«Fleabag»: No hay forma más elegante de decir adiós

En su temporada final, la serie creada por Phoebe Waller-Bridge se ha confirmado como una obra imprescindible

En su temporada final, la serie creada por Phoebe Waller-Bridge se ha confirmado como una obra imprescindible.

Es probable que usted ya conozca a «Fleabag». Que sepa de su habilidad para hacer humor negro mientras se ahoga en el dolor y la soledad, y torpedea su vida cediendo a sus impulsos más autodestructivos. Que conozca su hábito de romper la cuarta pared –de forma más frecuente y efectiva que nadie en la historia reciente de la televisión–, para compartir con nosotros sus pensamientos sobre asuntos como la familia, el feminismo y la sodomía. Si usted no conoce todo eso, debería. «Fleabag» es, en sus propias palabras, «una mujer codiciosa, pervertida, egoísta, apática, cínica, depravada y moralmente fallida». También es totalmente encantadora.

Y la segunda y última temporada de la serie que protagoniza es tan hilarante, tan profunda, tan llena de mala leche y a la vez de ternura y, en general, tan satisfactoria que resulta casi milagrosa. Después de todo, ni siquiera estaba previsto que existiera. «Fleabag» fue concebida por Phoebe Waller-Bridge –su guionista, directora, protagonista y autora total– como un relato de seis únicos episodios; y a lo largo de ellos la antiheroína titular se abrió en canal de forma tan completa, rompiendo todas y cada una de sus defensas emocionales, que era casi sádico esperar más de ella.

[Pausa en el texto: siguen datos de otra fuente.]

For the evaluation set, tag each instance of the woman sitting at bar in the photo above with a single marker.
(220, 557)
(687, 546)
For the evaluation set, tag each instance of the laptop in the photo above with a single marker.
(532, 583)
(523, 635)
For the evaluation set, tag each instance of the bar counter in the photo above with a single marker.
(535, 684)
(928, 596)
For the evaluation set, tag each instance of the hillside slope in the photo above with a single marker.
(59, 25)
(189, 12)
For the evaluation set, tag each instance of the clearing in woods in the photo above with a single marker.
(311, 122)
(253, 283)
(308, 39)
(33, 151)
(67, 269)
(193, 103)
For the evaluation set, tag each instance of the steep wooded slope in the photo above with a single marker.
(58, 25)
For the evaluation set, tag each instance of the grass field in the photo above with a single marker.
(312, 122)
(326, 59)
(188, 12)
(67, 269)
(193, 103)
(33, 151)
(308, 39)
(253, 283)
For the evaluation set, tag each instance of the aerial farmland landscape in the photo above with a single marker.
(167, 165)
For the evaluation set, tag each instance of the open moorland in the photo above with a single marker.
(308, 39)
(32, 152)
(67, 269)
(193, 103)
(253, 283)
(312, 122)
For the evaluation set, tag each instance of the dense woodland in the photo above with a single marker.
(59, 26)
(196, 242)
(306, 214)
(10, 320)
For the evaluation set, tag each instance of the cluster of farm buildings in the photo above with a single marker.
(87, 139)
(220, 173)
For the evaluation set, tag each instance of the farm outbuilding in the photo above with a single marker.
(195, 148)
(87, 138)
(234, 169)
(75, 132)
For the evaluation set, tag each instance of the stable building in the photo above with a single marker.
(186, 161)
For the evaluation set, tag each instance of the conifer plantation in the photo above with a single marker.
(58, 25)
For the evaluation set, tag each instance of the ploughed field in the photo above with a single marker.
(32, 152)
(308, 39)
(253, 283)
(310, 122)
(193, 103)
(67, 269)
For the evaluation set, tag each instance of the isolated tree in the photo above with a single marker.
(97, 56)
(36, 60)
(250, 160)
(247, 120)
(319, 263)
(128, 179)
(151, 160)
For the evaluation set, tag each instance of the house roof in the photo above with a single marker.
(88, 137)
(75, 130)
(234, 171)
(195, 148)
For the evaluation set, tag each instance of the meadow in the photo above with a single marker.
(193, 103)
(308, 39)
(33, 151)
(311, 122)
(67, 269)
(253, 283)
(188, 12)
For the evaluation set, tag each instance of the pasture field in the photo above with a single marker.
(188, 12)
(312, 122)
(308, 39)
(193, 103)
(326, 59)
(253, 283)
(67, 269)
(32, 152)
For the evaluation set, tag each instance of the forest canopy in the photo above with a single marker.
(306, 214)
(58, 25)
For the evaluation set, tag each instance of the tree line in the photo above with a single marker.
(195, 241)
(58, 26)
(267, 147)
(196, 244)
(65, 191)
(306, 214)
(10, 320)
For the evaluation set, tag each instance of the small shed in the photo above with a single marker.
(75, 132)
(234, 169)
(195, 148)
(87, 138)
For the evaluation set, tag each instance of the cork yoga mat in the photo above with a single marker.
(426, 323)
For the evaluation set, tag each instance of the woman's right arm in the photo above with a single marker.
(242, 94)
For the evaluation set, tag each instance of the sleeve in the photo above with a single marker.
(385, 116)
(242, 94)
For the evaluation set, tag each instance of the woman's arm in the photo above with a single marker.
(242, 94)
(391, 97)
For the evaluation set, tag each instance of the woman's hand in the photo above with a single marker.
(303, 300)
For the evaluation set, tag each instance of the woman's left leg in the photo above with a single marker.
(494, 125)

Y pese a ello, decimos, en su segunda mitad la serie la da todo: lágrimas, violencia, escenas de sexo, chistes de pedos, diálogos llenos de ingenio, traumas, cobayas y hámsteres, flashbacks y personajes perfectamente modulados. Y, mientras lo hace, saca el máximo partido de cada escena y cada plano, a menudo para pasar del «slapstick» a la tragedia o de la tragedia al «slapstick» en apenas unos segundos.

Al final de la primera temporada, en efecto, «Fleabag» había tocado fondo. Acababa de quemar puentes con su padre, su hermana y su novio, y se había visto enfrentada a reflexionar sobre su propio papel en el suicidio de su mejor amiga. Ambientada poco más de un año después, la segunda sitúa al personaje en un lugar marginalmente mejor. Ya no se acuesta con todo lo que se menea, y su pequeña cafetería por fin tiene clientes. Por lo demás, eso sí, sigue empeñada en tomar una decisión equivocada tras otra.

La más importante de ellas, sin duda, es encapricharse de un sacerdote. Al principio simplemente parece darle morbo la idea de formar parte de un triángulo amoroso con el Todopoderoso, pero no tarda en comprender que lo que siente por aquel cura es algo serio; que ella, una mujer sexualmente voraz y alegremente nihilista, no puede dejar de pensar en un hombre testarudamente célibe y convencido de que Dios tiene un plan para todos nosotros. ¿Cómo no va a poner eso su mundo patas arriba? Y en paralelo Fleabag transita a través de una segunda historia de amor, la que comparte con su hermana Claire. Son dos mujeres tan distintas y a la vez tan unidas entre sí que la gama de registros emocionales que marcan su relación es inagotable.

A medida que la temporada y la serie avanzan hacia su resolución, en todo caso, las relaciones de Fleabag con otras personas demuestran ser secundarias respecto a su problemática relación consigo misma. Y en sus últimas escenas con nosotros la joven parece convencida de que, sí, que puede sobrevivir. Pero para conseguirlo necesita decirnos adiós para siempre. Porque su interacción con el espectador requiere drama y disfunción; y porque para que su vida sea más feliz y estable tiene que transcurrir de espaldas a nosotros.